Garten, now a professor of business at Yale, served
on the policy planning staff of Kissinger during his time as Secretary
of State. He also served on the White House Council on International
Economic Policy under the Nixon administration and went on to
become the Undersecretary of Commerce for International Trade
under Bill Clinton.
Citing "globalization", a "clash
of philosophies" and the "vacuum at the centre"
of the current global institutional apparatus, Garten describes
his vision for a new monolithic world authority to oversee all
financial activity around the globe.
Here are some of the highlights (emphasis added):
A GMA (global monetary authority) would be a reinsurer
or discounter for certain obligations held by central banks.
It would scrutinise the regulatory activities of national
authorities with more teeth than the IMF has and oversee the
implementation of a limited number of global regulations.
It would monitor global risks and establish an effective early
warning system with more clout to sound alarms than the BIS
has.
It would act as “bankruptcy court” for financial
reorganisations of global companies above a certain size. The
biggest global financial companies would have to register with
the GMA and be subject to its monitoring, or be blacklisted.
That includes commercial companies and banks, but also sovereign
wealth funds, gigantic hedge funds and private equity firms.
The GMA’s board would have to include central bankers
not just from the US, UK, the eurozone and Japan, but also China,
Saudi Arabia and Brazil. It would be financed by mandatory
contributions from every capable country and from insurance-type
premiums from global financial companies – publicly listed,
government owned, and privately held alike.
(Article continues below)
In a conclusion that smacks of problem, reaction, solution Garten
adds "In terms of US and international politics, a Global
Monetary Authority is probably an idea whose time has not yet
come. That may change as today’s crisis evolves."
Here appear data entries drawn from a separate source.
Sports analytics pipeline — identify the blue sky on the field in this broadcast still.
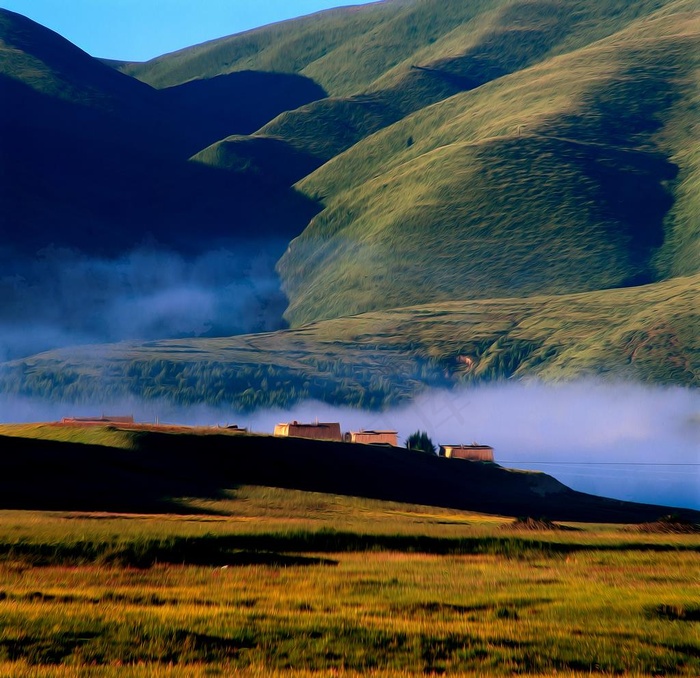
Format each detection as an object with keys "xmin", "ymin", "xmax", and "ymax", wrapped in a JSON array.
[{"xmin": 0, "ymin": 0, "xmax": 380, "ymax": 61}]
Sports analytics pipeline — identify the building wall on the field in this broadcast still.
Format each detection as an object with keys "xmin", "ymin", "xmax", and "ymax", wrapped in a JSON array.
[
  {"xmin": 346, "ymin": 431, "xmax": 399, "ymax": 447},
  {"xmin": 275, "ymin": 422, "xmax": 343, "ymax": 440},
  {"xmin": 440, "ymin": 445, "xmax": 494, "ymax": 461}
]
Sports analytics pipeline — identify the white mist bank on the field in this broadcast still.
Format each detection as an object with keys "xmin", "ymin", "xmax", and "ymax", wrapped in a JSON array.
[
  {"xmin": 0, "ymin": 244, "xmax": 287, "ymax": 360},
  {"xmin": 0, "ymin": 382, "xmax": 700, "ymax": 509}
]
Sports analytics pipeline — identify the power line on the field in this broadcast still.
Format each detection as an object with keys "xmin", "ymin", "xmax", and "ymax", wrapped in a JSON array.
[{"xmin": 498, "ymin": 459, "xmax": 700, "ymax": 466}]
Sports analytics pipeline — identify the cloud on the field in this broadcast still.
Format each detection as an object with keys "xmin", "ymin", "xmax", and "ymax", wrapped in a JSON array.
[
  {"xmin": 0, "ymin": 242, "xmax": 286, "ymax": 359},
  {"xmin": 0, "ymin": 382, "xmax": 700, "ymax": 509}
]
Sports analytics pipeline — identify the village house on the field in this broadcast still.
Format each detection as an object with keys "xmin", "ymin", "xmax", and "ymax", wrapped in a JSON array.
[
  {"xmin": 61, "ymin": 414, "xmax": 134, "ymax": 426},
  {"xmin": 345, "ymin": 430, "xmax": 399, "ymax": 447},
  {"xmin": 275, "ymin": 421, "xmax": 343, "ymax": 441},
  {"xmin": 440, "ymin": 443, "xmax": 494, "ymax": 461}
]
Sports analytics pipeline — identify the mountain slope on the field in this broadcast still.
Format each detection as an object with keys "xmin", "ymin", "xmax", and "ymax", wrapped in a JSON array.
[
  {"xmin": 0, "ymin": 275, "xmax": 700, "ymax": 410},
  {"xmin": 279, "ymin": 2, "xmax": 700, "ymax": 324},
  {"xmin": 154, "ymin": 0, "xmax": 688, "ymax": 171},
  {"xmin": 0, "ymin": 10, "xmax": 325, "ymax": 357}
]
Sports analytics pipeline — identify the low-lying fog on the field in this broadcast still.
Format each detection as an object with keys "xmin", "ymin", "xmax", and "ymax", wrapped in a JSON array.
[
  {"xmin": 0, "ymin": 382, "xmax": 700, "ymax": 509},
  {"xmin": 0, "ymin": 244, "xmax": 287, "ymax": 361}
]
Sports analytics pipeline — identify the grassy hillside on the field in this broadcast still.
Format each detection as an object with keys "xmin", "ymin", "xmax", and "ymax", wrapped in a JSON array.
[
  {"xmin": 280, "ymin": 2, "xmax": 700, "ymax": 324},
  {"xmin": 0, "ymin": 275, "xmax": 700, "ymax": 410},
  {"xmin": 0, "ymin": 10, "xmax": 324, "ymax": 253}
]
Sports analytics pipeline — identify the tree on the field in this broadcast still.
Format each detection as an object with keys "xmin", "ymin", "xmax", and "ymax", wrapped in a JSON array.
[{"xmin": 406, "ymin": 431, "xmax": 437, "ymax": 454}]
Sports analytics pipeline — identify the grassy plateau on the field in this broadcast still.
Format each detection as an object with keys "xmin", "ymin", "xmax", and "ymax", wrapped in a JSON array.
[{"xmin": 0, "ymin": 470, "xmax": 700, "ymax": 677}]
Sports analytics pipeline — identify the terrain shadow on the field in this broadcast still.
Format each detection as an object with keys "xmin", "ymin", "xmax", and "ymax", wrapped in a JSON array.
[{"xmin": 0, "ymin": 432, "xmax": 700, "ymax": 523}]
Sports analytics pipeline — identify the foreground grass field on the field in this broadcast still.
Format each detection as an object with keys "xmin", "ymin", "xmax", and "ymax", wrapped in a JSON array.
[{"xmin": 0, "ymin": 486, "xmax": 700, "ymax": 676}]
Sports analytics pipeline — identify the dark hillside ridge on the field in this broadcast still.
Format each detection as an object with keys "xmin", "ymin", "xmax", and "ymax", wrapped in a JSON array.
[
  {"xmin": 0, "ymin": 433, "xmax": 700, "ymax": 523},
  {"xmin": 0, "ymin": 10, "xmax": 325, "ymax": 255},
  {"xmin": 0, "ymin": 10, "xmax": 325, "ymax": 357}
]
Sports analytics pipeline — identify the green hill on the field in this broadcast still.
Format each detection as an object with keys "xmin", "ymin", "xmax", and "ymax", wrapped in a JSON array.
[
  {"xmin": 279, "ymin": 3, "xmax": 700, "ymax": 324},
  {"xmin": 0, "ymin": 10, "xmax": 324, "ymax": 254},
  {"xmin": 0, "ymin": 0, "xmax": 700, "ymax": 394},
  {"xmin": 0, "ymin": 275, "xmax": 700, "ymax": 410}
]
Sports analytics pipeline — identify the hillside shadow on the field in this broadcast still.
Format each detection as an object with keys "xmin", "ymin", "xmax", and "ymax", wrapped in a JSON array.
[
  {"xmin": 158, "ymin": 71, "xmax": 327, "ymax": 153},
  {"xmin": 0, "ymin": 432, "xmax": 700, "ymax": 524}
]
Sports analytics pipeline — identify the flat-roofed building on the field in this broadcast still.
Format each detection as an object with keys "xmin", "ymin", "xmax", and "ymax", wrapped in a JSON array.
[
  {"xmin": 275, "ymin": 421, "xmax": 343, "ymax": 440},
  {"xmin": 440, "ymin": 443, "xmax": 494, "ymax": 461},
  {"xmin": 345, "ymin": 430, "xmax": 399, "ymax": 447},
  {"xmin": 61, "ymin": 414, "xmax": 134, "ymax": 424}
]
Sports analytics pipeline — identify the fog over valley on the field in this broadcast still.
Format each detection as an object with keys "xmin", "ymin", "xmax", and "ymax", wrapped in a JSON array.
[
  {"xmin": 0, "ymin": 241, "xmax": 286, "ymax": 360},
  {"xmin": 0, "ymin": 381, "xmax": 700, "ymax": 508}
]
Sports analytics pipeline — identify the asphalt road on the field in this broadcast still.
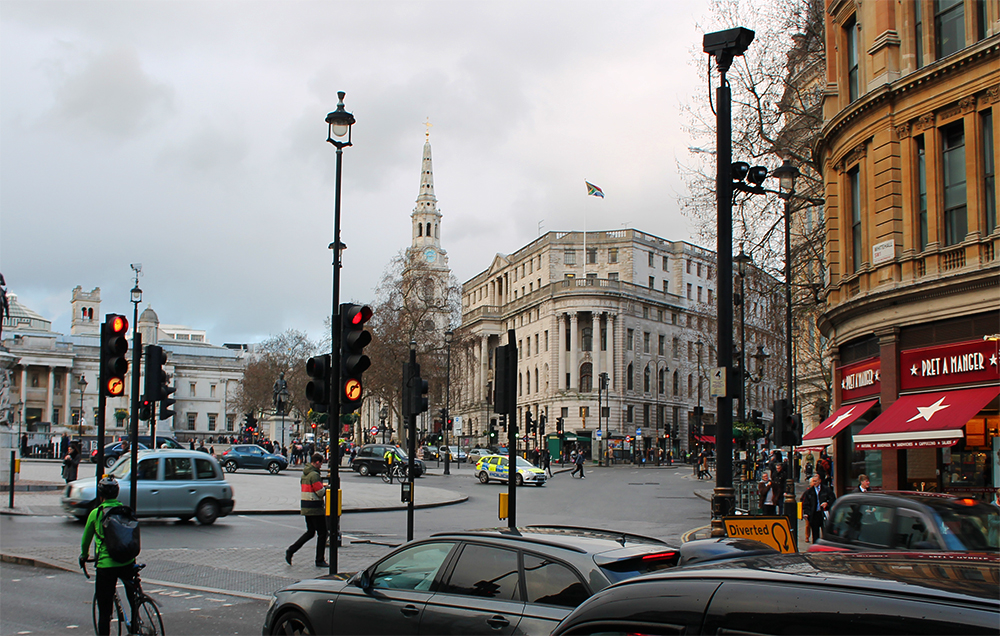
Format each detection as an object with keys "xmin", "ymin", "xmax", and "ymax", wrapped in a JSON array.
[{"xmin": 0, "ymin": 463, "xmax": 711, "ymax": 636}]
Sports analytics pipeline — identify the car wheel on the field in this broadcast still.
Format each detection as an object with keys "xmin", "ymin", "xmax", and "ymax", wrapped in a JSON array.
[
  {"xmin": 271, "ymin": 610, "xmax": 315, "ymax": 636},
  {"xmin": 195, "ymin": 499, "xmax": 219, "ymax": 526}
]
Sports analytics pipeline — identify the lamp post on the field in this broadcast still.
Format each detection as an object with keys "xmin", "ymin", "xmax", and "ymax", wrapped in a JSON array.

What he describes is nothing less than a global financial dictatorship,
operating across borders and forcing nations and corporations
to register and adhere to strict monitoring and obey the same
regulations. The implementation of such a system would represent
total interventionism and the absolute final nail in the coffin
of the free market.
Garten's call for a GMA echoes a piece
published in the FT back in June by Timothy Geithner,
president of the Federal Reserve Bank of New York.
Fresh from attending the Bilderberg conference in Chantilly,
Virginia, Geithner called for a globalized banking system with
"appropriate requirements for capital and liquidity".